ZMA – ProAction

ZMA - ProAction

Informazioni su ZMA – ProAction

ZMA - PROACTION

Integratore alimentare a base di zinco, magnesio e vitamina B6


FORMATO
Confezione da 90 capsule


COMPOSIZIONE

Zinco monometionina
Zinco/Magnesio aspartato
Vitamina B6 - Piridossina HCl

Eccipiente: Magnesio stearato e biossidio di silicio
Coloranti : E171, E172, E555
Capsula: Gelatina dura

 

Per capsula: Zinco 4.96 mg - Magnesio 74.24 mg - Vitamina B6 1.72 mg

Caratteristiche del prodotto ZMA – ProAction

ZMA - è un prodotto brevettato, studiato per ottimizzare l'assorbimento dello zinco e del magnesio. Utilizza infatti la forma più biodisponibile dello zinco, che è quella associata a metionina legata covalentemente con zinco, e del magnesio (magnesio aspartato). L'obiettivo principale di questo prodotto è quello di migliorare i processi anabolici del corpo, coadiuvando l'organismo nella crescita muscolare.

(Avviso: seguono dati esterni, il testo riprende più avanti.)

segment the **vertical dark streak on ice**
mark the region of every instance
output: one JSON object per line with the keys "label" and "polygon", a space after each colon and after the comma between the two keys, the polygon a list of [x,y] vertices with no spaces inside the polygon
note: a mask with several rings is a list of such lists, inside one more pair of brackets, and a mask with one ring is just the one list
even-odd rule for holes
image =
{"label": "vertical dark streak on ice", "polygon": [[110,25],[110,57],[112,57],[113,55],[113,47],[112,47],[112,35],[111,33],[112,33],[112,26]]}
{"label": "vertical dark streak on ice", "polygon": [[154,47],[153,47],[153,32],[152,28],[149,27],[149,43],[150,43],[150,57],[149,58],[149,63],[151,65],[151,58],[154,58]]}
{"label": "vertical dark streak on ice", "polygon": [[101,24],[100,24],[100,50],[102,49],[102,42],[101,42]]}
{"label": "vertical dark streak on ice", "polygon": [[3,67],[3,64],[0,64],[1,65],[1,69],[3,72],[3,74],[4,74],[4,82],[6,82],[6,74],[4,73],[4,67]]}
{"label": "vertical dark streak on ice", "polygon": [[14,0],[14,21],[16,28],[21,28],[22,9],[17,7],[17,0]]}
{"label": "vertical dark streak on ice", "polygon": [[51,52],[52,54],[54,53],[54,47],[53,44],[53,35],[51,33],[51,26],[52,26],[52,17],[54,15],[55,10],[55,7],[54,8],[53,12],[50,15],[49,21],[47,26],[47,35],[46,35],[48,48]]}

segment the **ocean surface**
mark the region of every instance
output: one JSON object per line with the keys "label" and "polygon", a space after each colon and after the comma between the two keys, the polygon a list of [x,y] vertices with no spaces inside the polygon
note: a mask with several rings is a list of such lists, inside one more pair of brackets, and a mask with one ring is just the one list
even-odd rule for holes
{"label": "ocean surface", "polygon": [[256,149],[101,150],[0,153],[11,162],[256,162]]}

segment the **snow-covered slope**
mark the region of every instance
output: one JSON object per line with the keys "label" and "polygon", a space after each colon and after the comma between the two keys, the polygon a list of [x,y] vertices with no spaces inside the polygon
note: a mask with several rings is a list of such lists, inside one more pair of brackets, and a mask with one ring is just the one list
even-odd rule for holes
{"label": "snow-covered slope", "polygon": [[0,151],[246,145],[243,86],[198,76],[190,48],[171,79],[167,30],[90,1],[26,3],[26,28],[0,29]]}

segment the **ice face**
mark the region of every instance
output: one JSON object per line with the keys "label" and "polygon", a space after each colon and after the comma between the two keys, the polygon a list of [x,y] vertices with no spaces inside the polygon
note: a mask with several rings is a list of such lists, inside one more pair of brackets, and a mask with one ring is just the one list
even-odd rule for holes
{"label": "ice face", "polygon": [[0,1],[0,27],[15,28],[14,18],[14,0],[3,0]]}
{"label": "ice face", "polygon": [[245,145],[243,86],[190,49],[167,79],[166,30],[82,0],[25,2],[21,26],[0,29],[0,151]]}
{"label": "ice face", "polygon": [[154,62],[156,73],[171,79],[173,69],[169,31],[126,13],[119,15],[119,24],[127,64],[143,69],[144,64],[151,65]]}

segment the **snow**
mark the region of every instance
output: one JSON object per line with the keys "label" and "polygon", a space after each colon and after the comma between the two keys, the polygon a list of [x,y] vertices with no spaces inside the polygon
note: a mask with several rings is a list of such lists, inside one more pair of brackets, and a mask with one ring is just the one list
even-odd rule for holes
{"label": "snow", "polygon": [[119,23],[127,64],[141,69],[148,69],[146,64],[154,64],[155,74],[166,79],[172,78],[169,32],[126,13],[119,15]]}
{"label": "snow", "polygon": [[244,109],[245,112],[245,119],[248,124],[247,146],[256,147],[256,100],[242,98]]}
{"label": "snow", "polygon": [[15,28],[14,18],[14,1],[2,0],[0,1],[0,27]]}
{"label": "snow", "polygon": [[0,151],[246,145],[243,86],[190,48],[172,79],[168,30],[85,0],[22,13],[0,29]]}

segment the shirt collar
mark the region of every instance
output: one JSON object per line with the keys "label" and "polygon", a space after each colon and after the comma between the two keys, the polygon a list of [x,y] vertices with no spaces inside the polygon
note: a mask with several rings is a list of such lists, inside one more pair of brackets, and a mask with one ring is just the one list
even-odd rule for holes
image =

Zinco: oligoelemento presente in tracce nel nostro organismo, ma comunque essenziale per la sopravvivenza. Severi deficit di questo minerale si traducono infatti in un ritardo della maturazione sessuale, rashes cutanei, diarrea cronica e profusa, astenia, inappetenza, deficit del sistema immunitario e malessere generale. Fortunatamente, la sintomatologia regredisce rapidamente in seguito alla tempestiva integrazione. Tuttavia, carenze di zinco sono molto rare, presenti soprattutto in particolari categorie a rischio, considerando che una sana alimentazione è in grado di fornire tutto lo zinco necessario a soddisfare i fabbisogni giornalieri (7/10mg) e oltre, tanto da essere  in parte eliminato attraverso le urine. La forma più biodisponibile è sicuramente quella legata alla metionina, che si ritrova nei comuni prodotti di origine animale, al contrario invece di quella complessata ad acido fitico che si ritrova nei prodotti di origine vegetale. Nonostante lo zinco rientri in numerosissime reazioni, è possibile descrivere tre ruoli chiave per questo elemento:

  1. RUOLO CATALITICO: molti enzimi infatti sono zinco-dipendenti;
  2. RUOLO STRUTTURALE: rientra nelle proteine con funzione antiossidante e nelle proteine di membrana, tanto che suoi deficit aumentano la suscettibilità delle cellule al danno ossidativo;
  3. RUOLO REGOLATORIO: modula l'espressione genica, il singalling intracellulare, la funzionalità ormonale e la sopravvivenza cellulare

Zinco e Sport: numerose evidenze scientifiche mostrano un interessamento diretto dello zinco nell'attività fisica, con una riduzione dei  suoi livelli in seguito ad allenamento; tale deficit si accompagna anche ad un significativo calo delle capacità ergogeniche del muscolo e ad una riduzione delle proprietà anaboliche dell'organismo. Inoltre la supplementazione a 3 mg/kg/die, si è dimostrata capace di risparmiare la caduta del testosterone e degli ormoni tiroidei in seguito ad allenamento intenso.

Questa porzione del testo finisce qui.